While Banfield had many brilliant observations on race, crime, and other hot button topics in his book, it was his innovative redefinition of the concept of social class that is most memorable and which has drawn the most controversy.

Banfield carefully defined class membership, not in terms of income status, such as government statistical poverty levels, but in terms of orientation toward the future, or time preference.

The more pronounced one’s “future orientation,” the higher one’s social class.  Multicultural critics of this idea now claim it is “cultural racism” to value or promote “future time orientation.”

Known to economists and other social scientists as “low time-preference,” this is what is called setting goals or encouraging purposeful “middle class values” such as punctuality, thrift, foresight, deferred self-gratification of needs or wants, and self-discipline as opposed to “underclass values” or “high time-preference” behaviors such as improvidence, hedonism, purposelessness, immediate self-gratification of needs or wants, and capricious spontaneity or irresponsibility.

Government schooling has always been about the compulsory “middle-classification” of American youth by the governing elites.

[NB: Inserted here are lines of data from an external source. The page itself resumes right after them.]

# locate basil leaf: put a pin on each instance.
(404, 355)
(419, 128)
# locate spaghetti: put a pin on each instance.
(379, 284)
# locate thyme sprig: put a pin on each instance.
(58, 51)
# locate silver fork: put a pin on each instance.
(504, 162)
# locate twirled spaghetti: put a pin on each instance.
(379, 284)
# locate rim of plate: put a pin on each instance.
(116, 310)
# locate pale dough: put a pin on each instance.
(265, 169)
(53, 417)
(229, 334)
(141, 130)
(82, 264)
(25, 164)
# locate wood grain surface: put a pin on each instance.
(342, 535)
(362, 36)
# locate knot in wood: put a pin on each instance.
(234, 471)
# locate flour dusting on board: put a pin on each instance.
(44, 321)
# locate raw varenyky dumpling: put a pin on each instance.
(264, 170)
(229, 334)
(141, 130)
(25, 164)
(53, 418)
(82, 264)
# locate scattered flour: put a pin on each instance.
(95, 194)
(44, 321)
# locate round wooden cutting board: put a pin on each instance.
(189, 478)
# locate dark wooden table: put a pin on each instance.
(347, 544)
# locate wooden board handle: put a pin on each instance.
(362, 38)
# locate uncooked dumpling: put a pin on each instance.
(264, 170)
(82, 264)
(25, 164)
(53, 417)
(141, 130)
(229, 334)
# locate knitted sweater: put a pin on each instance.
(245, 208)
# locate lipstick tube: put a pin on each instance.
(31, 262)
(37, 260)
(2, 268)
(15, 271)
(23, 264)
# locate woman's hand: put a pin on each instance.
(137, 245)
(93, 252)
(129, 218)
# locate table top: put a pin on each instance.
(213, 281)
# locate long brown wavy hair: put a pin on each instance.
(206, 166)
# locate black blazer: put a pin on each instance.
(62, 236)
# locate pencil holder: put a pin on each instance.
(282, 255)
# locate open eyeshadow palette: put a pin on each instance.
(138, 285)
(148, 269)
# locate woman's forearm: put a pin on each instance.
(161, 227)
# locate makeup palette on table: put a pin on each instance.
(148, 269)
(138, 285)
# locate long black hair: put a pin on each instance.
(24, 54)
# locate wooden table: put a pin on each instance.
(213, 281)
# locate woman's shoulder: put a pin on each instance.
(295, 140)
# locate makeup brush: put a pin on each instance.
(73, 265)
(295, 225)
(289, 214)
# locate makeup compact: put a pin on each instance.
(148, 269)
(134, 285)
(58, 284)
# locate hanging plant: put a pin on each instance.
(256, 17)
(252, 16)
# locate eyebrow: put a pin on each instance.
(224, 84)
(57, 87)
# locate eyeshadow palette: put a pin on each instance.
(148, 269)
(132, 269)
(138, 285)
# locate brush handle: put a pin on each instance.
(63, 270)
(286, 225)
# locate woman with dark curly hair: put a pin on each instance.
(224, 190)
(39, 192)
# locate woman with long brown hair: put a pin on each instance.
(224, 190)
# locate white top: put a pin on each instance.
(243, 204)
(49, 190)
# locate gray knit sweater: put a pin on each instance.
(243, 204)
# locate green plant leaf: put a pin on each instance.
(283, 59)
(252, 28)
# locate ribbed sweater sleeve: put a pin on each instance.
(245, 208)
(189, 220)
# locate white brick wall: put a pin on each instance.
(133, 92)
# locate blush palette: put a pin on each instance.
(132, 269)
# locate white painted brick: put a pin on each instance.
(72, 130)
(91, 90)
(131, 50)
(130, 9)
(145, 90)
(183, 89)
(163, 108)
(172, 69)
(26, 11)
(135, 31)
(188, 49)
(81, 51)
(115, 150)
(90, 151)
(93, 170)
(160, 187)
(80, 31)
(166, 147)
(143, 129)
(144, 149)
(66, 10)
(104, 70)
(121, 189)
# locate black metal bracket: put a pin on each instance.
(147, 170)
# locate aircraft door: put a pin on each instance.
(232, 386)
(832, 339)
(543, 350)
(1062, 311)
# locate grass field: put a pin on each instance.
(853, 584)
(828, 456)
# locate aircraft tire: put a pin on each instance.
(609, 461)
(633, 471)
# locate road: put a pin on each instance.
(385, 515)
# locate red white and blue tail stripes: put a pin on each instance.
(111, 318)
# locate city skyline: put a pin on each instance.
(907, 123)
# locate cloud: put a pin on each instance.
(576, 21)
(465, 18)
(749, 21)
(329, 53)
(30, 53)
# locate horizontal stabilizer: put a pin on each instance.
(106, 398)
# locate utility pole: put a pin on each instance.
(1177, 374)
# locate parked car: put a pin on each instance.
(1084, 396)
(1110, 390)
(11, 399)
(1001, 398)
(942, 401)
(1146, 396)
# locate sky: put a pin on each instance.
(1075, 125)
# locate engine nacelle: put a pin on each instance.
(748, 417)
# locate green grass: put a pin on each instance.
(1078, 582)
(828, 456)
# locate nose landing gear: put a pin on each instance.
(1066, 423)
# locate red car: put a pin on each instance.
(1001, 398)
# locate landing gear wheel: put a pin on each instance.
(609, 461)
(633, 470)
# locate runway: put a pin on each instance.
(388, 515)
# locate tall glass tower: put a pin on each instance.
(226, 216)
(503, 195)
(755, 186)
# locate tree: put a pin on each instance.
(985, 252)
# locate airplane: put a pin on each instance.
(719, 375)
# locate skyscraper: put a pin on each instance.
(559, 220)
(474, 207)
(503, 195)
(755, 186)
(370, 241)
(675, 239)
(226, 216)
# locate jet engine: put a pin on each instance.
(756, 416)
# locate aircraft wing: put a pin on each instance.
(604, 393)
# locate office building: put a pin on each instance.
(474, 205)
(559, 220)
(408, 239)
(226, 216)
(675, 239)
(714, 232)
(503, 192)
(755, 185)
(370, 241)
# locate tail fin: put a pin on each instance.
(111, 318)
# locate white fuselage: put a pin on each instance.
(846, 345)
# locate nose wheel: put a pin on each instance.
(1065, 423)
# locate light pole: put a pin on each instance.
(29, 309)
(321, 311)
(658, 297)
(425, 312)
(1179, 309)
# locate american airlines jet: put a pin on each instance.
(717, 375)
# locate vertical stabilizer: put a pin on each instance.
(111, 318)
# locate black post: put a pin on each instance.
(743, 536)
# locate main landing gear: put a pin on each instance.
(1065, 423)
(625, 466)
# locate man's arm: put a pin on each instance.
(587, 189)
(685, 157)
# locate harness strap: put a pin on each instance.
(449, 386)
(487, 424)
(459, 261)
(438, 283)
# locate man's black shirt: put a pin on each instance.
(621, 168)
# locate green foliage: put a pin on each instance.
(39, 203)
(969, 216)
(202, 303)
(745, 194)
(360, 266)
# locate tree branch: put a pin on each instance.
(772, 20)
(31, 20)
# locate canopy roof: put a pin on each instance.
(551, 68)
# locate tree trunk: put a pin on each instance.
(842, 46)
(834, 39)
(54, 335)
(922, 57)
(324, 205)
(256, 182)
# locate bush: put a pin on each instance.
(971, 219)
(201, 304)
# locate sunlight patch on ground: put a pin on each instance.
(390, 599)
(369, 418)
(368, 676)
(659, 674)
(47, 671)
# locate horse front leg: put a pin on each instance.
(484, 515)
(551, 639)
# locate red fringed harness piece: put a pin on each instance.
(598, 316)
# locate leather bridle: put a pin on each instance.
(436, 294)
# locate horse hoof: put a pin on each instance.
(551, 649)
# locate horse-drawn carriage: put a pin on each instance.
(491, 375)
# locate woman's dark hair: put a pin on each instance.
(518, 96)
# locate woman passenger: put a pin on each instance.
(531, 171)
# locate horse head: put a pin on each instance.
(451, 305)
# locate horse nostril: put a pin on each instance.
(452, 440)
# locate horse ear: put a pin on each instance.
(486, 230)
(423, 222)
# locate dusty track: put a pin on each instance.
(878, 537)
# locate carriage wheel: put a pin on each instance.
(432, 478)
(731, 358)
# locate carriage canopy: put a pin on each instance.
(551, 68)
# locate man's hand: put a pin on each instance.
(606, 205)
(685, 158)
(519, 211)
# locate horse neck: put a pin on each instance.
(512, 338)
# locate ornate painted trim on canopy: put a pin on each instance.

Destructive “underclass” values held by an increasing number of students, regardless of race or ethnocultural background, is the number one crisis in education today.  The progression of this infiltration must be seriously addressed, along with the tax-funded, compulsory nature of schooling.

Banfield (and Rothbard) took up this challenge long ago.  It is time for the rest of society to catch up with them.